Harris and several others typed up a petition and circulated
it shortly before the Coral Sea docked at the Naval Air Station
at Alameda, Calif., in September. They gathered more than 300
signatures in a few days. They expected to get many more
signatures from the 4,500-man crew, but the executive officer
and two chief petty officers seized the petition.
November 2, 1946
Headed by the organized labor movement, the masses in the
American-controlled section of Korea are fighting back with
powerful demonstrations against the oppressive rule of the
American Military Government.
News of successive waves of revolt by striking workers in the American zone of Korea broke through the iron curtain of censorship last week. The Koreans demand the independence they were promised at Cairo by Roosevelt in 1944, as well as freedom of trade union activity and an end to the terror regime, which is depriving them of elementary democratic rights.

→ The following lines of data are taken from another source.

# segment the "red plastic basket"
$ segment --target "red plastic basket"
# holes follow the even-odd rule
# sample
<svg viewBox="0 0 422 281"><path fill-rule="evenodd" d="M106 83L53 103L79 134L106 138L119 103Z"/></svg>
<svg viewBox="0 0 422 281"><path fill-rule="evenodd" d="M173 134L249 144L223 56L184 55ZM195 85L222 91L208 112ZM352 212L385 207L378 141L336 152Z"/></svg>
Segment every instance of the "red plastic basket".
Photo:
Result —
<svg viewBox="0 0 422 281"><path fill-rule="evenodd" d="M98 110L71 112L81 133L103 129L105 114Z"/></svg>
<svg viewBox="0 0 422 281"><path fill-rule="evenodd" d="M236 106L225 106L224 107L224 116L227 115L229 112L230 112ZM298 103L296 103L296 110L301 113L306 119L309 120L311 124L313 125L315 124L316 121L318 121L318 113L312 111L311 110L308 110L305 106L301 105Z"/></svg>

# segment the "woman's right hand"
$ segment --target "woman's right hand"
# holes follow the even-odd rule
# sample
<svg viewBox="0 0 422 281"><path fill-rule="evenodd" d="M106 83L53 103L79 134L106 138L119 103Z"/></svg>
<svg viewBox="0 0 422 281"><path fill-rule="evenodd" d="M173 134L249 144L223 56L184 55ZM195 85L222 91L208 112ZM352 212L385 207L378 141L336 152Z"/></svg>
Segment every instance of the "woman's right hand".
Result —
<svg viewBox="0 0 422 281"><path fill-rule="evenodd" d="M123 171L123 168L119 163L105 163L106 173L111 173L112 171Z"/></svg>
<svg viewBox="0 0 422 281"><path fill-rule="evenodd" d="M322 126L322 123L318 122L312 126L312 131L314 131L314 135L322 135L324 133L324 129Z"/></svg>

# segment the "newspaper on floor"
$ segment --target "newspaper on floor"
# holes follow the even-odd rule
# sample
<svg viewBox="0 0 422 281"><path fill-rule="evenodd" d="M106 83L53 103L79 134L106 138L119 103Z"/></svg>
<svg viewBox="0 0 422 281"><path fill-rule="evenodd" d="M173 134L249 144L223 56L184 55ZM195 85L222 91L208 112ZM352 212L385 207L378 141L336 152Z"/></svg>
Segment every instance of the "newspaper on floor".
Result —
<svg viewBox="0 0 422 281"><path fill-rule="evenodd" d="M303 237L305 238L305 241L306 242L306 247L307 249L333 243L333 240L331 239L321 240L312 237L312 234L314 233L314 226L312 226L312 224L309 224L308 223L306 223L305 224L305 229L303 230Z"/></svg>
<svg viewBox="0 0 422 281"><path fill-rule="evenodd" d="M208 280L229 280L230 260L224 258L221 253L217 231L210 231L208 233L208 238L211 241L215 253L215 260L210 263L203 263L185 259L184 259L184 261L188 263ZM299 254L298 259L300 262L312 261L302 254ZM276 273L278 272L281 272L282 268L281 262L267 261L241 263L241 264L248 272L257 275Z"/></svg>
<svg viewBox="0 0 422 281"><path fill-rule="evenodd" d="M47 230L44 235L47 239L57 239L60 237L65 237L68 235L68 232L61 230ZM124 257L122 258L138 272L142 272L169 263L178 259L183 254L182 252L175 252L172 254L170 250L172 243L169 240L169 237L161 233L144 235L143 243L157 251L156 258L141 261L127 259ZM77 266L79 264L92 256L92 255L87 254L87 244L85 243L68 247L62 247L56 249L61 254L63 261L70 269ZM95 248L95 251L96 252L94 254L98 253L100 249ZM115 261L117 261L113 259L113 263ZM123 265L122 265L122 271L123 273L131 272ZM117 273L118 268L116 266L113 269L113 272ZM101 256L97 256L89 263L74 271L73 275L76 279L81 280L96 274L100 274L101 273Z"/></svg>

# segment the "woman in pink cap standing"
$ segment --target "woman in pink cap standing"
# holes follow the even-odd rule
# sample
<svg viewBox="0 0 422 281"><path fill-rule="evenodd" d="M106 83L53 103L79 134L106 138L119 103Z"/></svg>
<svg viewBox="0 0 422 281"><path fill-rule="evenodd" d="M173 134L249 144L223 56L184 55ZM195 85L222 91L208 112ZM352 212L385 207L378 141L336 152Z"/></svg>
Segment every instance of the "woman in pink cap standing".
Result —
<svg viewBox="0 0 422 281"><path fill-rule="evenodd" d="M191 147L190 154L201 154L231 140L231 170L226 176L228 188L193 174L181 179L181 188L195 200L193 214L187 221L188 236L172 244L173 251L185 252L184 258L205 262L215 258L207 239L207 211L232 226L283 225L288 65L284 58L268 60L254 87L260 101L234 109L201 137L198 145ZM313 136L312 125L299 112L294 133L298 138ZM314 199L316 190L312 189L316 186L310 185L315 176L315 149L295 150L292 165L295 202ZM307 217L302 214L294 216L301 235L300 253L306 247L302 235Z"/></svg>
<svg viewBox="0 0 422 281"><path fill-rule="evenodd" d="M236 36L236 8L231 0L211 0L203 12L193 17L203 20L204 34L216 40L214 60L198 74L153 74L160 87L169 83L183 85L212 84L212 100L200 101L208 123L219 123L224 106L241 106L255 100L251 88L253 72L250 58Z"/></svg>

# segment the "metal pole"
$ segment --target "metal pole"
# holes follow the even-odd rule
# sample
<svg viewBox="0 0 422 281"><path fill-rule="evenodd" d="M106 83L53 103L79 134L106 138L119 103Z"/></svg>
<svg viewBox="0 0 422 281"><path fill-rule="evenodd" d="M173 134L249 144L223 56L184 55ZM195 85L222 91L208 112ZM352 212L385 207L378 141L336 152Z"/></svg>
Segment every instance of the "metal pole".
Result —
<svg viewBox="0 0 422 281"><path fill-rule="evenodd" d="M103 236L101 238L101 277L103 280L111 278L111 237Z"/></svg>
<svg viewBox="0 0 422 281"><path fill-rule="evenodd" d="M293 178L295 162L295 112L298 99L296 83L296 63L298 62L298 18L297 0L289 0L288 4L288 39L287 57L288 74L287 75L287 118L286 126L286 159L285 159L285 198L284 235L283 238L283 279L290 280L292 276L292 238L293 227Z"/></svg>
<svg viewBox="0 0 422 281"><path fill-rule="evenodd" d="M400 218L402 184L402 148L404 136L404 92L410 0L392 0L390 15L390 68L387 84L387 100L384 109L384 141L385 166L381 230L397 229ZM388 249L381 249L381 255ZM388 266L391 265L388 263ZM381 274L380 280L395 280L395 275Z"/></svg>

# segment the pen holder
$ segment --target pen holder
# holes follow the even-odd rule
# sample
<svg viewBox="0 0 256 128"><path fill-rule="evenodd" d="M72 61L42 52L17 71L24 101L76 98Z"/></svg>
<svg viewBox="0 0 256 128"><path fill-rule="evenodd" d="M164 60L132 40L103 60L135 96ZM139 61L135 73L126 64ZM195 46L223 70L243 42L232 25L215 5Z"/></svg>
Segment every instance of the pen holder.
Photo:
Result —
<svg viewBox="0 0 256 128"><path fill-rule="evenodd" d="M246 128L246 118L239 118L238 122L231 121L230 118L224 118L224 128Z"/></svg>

The demand of the Koreans for greater distribution of food to the starving masses was answered by the calling out of troops of the Sixth Infantry Division, after AMG authorities appealed for assistance at several points in the Division area. Bloody struggles followed in many centers.
At Taegu, police casualties included 50 killed and 30 seriously injured. At Kongehen, some 10,000 Koreans disarmed and kidnapped the local police, burning down the post-office and police stations.
According to an Oct. 21 AP dispatch from Seoul, the capital,
Koreans attacked a police station a few yards south of the
border of Russian-occupied North Korea.